Nelson's first appearance performing her original music was as the winner of the premiere episode of The Next Big Star with host, Ed MacMahon in 2001. Nelson has since released five studio albums. Her first three, A Little Bit of Everything, Saving Grace, and Wild Women Don't Get the Blues were recorded in Ashland, Oregon with producer Tom Freeman.
Her next two albums, A Christmas Wish and I'm Not Broken, were produced and recorded at Monster Studios in Nashville, Tennessee with Brian Irwin.

Nelson's original song, "Reap What You Sow" from the album, I'm Not Broken was listed as one of the “5 Songs You Need to Hear” by Wide Open Country.

Nelson performs regularly at The Bluebird Cafe in Nashville. where she shares her new songs in development.

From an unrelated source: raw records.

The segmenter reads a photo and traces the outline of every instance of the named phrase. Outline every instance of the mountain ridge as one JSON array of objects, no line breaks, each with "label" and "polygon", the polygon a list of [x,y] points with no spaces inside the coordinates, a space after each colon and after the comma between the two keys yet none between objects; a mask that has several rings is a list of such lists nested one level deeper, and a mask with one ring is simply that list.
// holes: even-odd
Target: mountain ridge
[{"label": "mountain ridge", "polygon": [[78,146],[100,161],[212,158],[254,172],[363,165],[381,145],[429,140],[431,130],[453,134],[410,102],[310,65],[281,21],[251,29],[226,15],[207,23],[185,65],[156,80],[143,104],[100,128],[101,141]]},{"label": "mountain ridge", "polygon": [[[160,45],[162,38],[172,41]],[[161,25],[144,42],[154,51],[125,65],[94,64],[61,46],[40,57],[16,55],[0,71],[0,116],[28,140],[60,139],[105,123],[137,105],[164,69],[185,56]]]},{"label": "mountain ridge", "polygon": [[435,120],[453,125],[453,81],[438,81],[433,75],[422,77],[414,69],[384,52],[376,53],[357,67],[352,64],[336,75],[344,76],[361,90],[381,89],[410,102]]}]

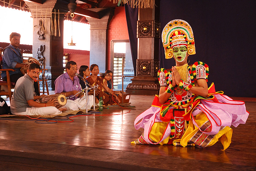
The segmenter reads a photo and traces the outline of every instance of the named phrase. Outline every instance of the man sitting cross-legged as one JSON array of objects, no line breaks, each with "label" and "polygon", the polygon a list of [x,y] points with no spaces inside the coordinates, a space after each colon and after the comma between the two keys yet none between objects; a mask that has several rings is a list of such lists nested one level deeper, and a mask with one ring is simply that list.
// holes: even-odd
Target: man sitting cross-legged
[{"label": "man sitting cross-legged", "polygon": [[39,76],[40,69],[38,64],[31,64],[27,70],[27,74],[17,81],[11,103],[11,111],[13,115],[48,115],[61,113],[61,111],[54,107],[57,104],[55,100],[50,100],[46,103],[34,101],[45,96],[42,94],[34,96],[34,80]]},{"label": "man sitting cross-legged", "polygon": [[[79,79],[75,76],[77,71],[76,63],[72,61],[68,61],[66,64],[66,71],[65,73],[59,77],[55,80],[55,93],[61,93],[66,97],[70,97],[67,100],[66,104],[63,107],[67,110],[85,109],[86,103],[85,96],[81,93],[77,94],[81,91],[81,87]],[[72,97],[74,95],[74,97]],[[88,96],[88,109],[90,109],[93,104],[93,96]]]}]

She opened for Josh Turner at Britt Festival.

=== Jewelry ===
In 2006, Nelson started Life Is Rosey Jewelry, an Etsy shop. The collection features handmade sterling silver, gold, copper and bronze necklaces and guitar picks. Each handmade piece is stamped with meaningful words and phrases. In 2015, the Life is Rosey jewelry collection moved to her own site.

== Personal life ==
Nelson was born in Little Rock, Arkansas. Nelson grew up singing gospel and blues music and performing in musical theater productions where she was one of the founding members of The Young Troupe at the Strauss Theater. Nelson won the title of America's Miss T.E.E.N. 1994 and moved to New York City at age 17 to pursue her career. In her free time, Nelson writes songs with incarcerated men and women in the Davidson Country Jail (Redemption Songs) and mentally ill patients in a residential mental health treatment facility in Franklin, TN.